The upcoming netbook ditches the familiar single-core Atom N2xx processor for Intel's 1.6GHz Atom N330 chip with 1MB of cache. And the N330 supports hyper-threading as well. If that weren't enough, the new netbook will be built around Nvidia's Ion platform with integrated Nvidia 9400M graphics, just like those fancy MacBooks boast.
Other specs include 1GB of memory, a 150GB hard drive, webcam, and 802.11 g/b WiFi. And as one would expect, the N10A, as the netbook's being dubbed, will hit the wallet harder than existing netbooks to the tune of 49,800 yen, or about $530 USD. That starts encroaching on traditional 15-inch notebook pricing, but if other vendors follow suit with similarly spec'd machines, the next generation of netbooks could get awfully exciting.
Late last month, several notable netbook manufactures -- including Asus and Acer -- scrapped plans to launch new netbook models in the second half of this year because of Intel delaying the launch of its Pine Trail-M platform. But according to the latest rumor making the rounds, MSI appears on track to release mobile Pine Trail-based netbooks in time for the holidays, news and rumor site DigiTimes reports.
By launching the new platform ahead of schedule, MSI will get a leg up on the competition and avoid having to compete on price, at least from the outset. Combined with the high anticipation for Windows 7, slated for release on October 22nd, MSI could find itself in a very favorable position this holiday shopping season.
Or maybe not. There remains some question as to how Intel's next-generation Atom processors, codenamed Pineview, will compare to existing parts. The new chips are expected to be mroe energy effecient, but they might not be much faster and they could end up costing more than the currently shipping Atom chips, mobile news site Liliputing says.
Despite tough economic times the world over, the processor market grew by 10.1 percent in the second quarter of this year, driven in large part by continued demand for Intel's Atom processor. That being the case, one would think we'd see more Atom-based mobile Internet devices (MIDs) or ultramobile PCs (UMPCs) show up in the market place, so why aren't we?

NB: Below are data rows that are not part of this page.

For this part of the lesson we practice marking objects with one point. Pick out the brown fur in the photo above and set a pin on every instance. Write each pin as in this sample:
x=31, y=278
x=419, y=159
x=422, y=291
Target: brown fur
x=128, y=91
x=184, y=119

That's the question news site Arstechnica set out to answer, and what they discovered was pretty interesting. After failing to find many Atom-based MIDs or UMPCs for sale on the web, Arstechnica took a jaunt over to Intel's online list of MID/UMPC products intended to showcase what the company's technology can do, only to discover an outdated page. Everything listed is based on Intel's old McCaslin platform and out of production, which would seem to indicate that MIDs and UMPCs aren't a high enough priority for Intel to even bother updating its page.
"MIDs are very much alive and well, still are very central to our strategy in the mobile handheld space," said Shane Wall, VP of Intel's Mobility Group. "And we have a roadmap that certainly goes beyond 2012."
Walls went on to describe the MID sector as a work-in-progress, saying "it's what we had hoped it would be at this point. And in terms of volume it's above what our internal targets are." If only the retail channel agreed.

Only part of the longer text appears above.